Startups and the Homeless
So today an interesting headline passed across my feed - yesterday the Washington Post [ran an article](http://www.washingtonpost.com/business/technology/hacking-home lessness-san-franciscans-hope-startup-approach-can-ease-neighborhoods-problems/2012/05/05/gIQAS8p43T_story.html) detailing the efforts made by startups as part of a hackaton to ease the suffering of San Francisco’s homeless.
Barry Roeder, a San Francisco management consultant, wants to eliminate the lines by creating a neighborhood-wide network of touch-screen kiosks where people could make and check reservations themselves. The system could also notify people by text message if they received a bed — the Creative Currency survey found that while few residents have smartphones, about 60 percent have access to some kind of cell phone.

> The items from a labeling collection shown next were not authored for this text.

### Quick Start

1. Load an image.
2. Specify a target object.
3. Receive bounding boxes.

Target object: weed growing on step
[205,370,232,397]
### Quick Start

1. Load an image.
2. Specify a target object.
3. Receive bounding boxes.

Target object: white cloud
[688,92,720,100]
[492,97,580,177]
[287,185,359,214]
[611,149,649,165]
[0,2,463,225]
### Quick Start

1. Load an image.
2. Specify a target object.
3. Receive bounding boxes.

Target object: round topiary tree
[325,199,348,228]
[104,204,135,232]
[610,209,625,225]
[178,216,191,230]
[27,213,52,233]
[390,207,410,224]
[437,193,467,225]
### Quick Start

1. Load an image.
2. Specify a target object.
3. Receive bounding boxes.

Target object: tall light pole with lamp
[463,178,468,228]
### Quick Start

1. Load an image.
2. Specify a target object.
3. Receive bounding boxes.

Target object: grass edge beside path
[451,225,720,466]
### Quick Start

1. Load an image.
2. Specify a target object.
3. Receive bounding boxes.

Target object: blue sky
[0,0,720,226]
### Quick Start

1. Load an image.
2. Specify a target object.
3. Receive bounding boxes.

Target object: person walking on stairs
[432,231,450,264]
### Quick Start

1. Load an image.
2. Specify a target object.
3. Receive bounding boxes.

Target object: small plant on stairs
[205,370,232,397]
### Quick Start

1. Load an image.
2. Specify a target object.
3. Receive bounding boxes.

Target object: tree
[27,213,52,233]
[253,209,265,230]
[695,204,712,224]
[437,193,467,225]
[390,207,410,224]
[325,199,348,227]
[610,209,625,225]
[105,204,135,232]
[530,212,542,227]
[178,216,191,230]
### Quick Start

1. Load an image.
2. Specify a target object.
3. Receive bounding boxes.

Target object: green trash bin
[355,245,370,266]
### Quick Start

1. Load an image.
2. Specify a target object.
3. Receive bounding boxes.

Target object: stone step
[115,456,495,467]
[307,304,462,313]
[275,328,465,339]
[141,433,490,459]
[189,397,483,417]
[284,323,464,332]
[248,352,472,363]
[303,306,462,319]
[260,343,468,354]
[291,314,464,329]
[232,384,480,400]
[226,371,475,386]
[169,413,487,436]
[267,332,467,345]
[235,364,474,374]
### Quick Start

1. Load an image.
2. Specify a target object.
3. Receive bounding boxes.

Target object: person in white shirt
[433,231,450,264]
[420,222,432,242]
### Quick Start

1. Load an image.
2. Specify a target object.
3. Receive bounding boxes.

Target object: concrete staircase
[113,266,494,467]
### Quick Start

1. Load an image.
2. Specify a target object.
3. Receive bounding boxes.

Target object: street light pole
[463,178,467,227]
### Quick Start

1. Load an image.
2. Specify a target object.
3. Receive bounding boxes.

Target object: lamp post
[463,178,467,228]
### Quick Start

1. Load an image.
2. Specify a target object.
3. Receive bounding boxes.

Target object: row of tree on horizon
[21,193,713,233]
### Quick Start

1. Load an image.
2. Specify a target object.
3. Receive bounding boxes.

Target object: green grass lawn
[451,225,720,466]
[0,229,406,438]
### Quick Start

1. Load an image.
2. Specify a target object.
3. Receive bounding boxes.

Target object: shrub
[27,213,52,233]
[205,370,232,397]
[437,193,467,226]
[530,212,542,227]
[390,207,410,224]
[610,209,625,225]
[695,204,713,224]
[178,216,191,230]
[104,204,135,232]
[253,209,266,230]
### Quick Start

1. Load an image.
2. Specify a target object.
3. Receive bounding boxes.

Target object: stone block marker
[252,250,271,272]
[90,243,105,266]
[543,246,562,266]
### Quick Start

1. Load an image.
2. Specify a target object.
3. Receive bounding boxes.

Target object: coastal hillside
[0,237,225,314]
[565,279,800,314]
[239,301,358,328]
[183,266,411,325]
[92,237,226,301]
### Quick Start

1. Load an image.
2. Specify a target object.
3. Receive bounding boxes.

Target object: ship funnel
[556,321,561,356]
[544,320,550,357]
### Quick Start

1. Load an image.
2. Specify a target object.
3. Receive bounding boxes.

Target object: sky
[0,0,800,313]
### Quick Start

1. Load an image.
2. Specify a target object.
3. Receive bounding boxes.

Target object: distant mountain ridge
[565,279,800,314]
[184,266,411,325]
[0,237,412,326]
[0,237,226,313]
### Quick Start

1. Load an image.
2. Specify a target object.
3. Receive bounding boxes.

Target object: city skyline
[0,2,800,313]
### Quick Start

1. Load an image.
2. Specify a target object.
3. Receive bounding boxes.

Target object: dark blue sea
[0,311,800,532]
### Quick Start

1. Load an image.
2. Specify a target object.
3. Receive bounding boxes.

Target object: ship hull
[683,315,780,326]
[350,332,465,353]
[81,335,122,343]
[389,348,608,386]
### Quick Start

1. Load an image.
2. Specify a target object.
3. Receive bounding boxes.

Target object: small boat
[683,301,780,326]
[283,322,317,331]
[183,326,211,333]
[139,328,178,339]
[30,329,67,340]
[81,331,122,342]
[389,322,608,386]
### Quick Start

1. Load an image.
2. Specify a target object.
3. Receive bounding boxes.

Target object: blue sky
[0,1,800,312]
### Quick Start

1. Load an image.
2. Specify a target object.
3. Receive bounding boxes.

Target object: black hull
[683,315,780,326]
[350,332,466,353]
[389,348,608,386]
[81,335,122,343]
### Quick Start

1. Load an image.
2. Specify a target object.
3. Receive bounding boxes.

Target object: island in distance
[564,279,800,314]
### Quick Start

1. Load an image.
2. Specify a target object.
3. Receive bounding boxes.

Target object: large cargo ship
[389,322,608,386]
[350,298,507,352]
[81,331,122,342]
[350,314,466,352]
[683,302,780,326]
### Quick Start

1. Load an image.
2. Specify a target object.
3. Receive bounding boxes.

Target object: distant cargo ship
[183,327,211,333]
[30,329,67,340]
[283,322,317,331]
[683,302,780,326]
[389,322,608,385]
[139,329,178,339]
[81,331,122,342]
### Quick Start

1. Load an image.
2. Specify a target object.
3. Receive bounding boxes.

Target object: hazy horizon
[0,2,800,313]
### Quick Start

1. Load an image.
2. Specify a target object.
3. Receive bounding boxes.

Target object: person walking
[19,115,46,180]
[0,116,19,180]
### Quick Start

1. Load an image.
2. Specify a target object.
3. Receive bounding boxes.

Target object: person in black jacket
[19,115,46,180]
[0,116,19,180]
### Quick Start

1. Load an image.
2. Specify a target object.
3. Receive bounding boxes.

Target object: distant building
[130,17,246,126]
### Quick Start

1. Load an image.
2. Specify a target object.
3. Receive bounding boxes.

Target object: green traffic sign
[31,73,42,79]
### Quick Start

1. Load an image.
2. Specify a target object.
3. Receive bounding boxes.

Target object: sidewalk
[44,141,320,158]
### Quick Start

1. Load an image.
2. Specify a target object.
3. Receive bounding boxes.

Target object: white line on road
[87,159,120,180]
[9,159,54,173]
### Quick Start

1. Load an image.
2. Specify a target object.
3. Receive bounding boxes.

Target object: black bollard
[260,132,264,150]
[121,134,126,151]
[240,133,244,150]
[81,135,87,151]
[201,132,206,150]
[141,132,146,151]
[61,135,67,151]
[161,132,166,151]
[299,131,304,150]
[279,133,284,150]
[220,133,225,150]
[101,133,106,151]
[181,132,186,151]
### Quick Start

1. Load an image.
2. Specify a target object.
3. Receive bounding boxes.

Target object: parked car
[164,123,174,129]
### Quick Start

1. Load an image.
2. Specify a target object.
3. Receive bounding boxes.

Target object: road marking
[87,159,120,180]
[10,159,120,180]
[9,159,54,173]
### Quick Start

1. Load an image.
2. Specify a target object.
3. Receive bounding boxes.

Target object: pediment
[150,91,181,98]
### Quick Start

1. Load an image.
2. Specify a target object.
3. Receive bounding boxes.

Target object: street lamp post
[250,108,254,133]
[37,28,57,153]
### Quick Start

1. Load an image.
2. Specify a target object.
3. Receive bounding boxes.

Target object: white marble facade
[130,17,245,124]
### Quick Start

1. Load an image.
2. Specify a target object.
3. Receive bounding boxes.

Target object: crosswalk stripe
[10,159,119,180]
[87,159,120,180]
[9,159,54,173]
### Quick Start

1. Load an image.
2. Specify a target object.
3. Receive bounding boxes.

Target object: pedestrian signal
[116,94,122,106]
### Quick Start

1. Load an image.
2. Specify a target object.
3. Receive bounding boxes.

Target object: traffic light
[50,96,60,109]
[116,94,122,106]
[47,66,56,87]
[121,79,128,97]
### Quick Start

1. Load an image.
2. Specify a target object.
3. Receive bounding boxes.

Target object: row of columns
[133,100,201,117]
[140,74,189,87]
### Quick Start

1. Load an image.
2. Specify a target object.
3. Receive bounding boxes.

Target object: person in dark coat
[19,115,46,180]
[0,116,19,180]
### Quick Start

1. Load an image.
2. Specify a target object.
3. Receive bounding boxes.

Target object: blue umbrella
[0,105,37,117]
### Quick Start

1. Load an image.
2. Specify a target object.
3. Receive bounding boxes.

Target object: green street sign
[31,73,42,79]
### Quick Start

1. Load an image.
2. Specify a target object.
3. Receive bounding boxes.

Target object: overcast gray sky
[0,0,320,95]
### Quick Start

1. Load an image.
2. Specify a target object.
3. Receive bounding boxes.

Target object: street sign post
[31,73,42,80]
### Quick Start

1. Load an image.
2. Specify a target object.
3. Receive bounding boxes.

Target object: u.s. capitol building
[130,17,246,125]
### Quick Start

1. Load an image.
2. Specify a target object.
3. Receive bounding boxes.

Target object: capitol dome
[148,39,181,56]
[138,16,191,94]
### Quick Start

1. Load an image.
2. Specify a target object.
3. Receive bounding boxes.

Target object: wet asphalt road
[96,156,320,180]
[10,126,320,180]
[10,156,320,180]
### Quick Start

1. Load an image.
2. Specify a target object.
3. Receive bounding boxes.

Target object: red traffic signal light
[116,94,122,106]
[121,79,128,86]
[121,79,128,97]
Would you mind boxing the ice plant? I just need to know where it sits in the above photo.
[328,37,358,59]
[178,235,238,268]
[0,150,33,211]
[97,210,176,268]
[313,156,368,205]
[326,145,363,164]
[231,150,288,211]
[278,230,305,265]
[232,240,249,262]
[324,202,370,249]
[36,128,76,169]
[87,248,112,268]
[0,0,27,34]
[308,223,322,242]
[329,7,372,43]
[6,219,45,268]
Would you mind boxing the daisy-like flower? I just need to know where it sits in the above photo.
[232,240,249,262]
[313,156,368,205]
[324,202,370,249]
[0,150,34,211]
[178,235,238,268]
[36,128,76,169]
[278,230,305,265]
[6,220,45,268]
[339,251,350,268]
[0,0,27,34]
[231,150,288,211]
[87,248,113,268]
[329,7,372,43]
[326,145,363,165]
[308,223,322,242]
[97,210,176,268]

As well-intentioned as these efforts are, the thing that struck me while reading the article was how silly the proposals sound - while it’s amazing that these people are trying to make the plight of the homeless less-painful, there is something very misguided and wasteful about proposing that a company or city government pay for touch-screen kiosks to make the process of reserving spots in the homeless shelter less painful. The real issue at hand is that San Francisco’s homeless shelters simply don’t have enough space for the city’s homeless! It seems pretty clear to me that the solution to this problem is not to spend millions on making reservations at homeless shelters easier to make, but to expand the homeless shelters themselves or address the fundamental problems leading people into poverty in the first place.
The high-tech idea proposed in the article makes crystal clear one of the biggest reasons why you don’t see tech startups in Silicon Valley effectively addressing and attacking poverty - not only is there very little money to be made in helping poor people, the people who run and work for tech startups for the large part have no idea what the actual problems causing homelessness and poverty are, and don’t understand what the biggest issues facing a homeless person are. All this ties back into the plasticity of social norms - if you’re not constantly immersed in poverty and surrounded by it, you can’t be expected to know much about how to fix it. Not that this is an unfixable situation - but when there’s just so much money in tech right now, I can’t imagine many startups directing their efforts to this problem. It’s a damned shame, too; lack of money (and social stigma) is the problem here, after all.
Links
Three researchers from the University of Berlin quantify the relationship between unemployment and happiness - This is really interesting work, though the direction of causation still needs to be determined. I’d also be really interested in a study that looks at if there’s a relationship between the number of unemployed friends a person has and the degree to which their unemployment affects their happiness. It’s too bad that the BLS longitudinal datasets don’t track peer data. If anyone knows of a public dataset that does, I’d be happy to do a study!
There’s a weekly casual Starcraft meetup in northside Chicago - If this wasn’t an hour and a half away I’d go every week! I’m really surprised that there aren’t more major SC2 tournaments or events in Chicago given its central location.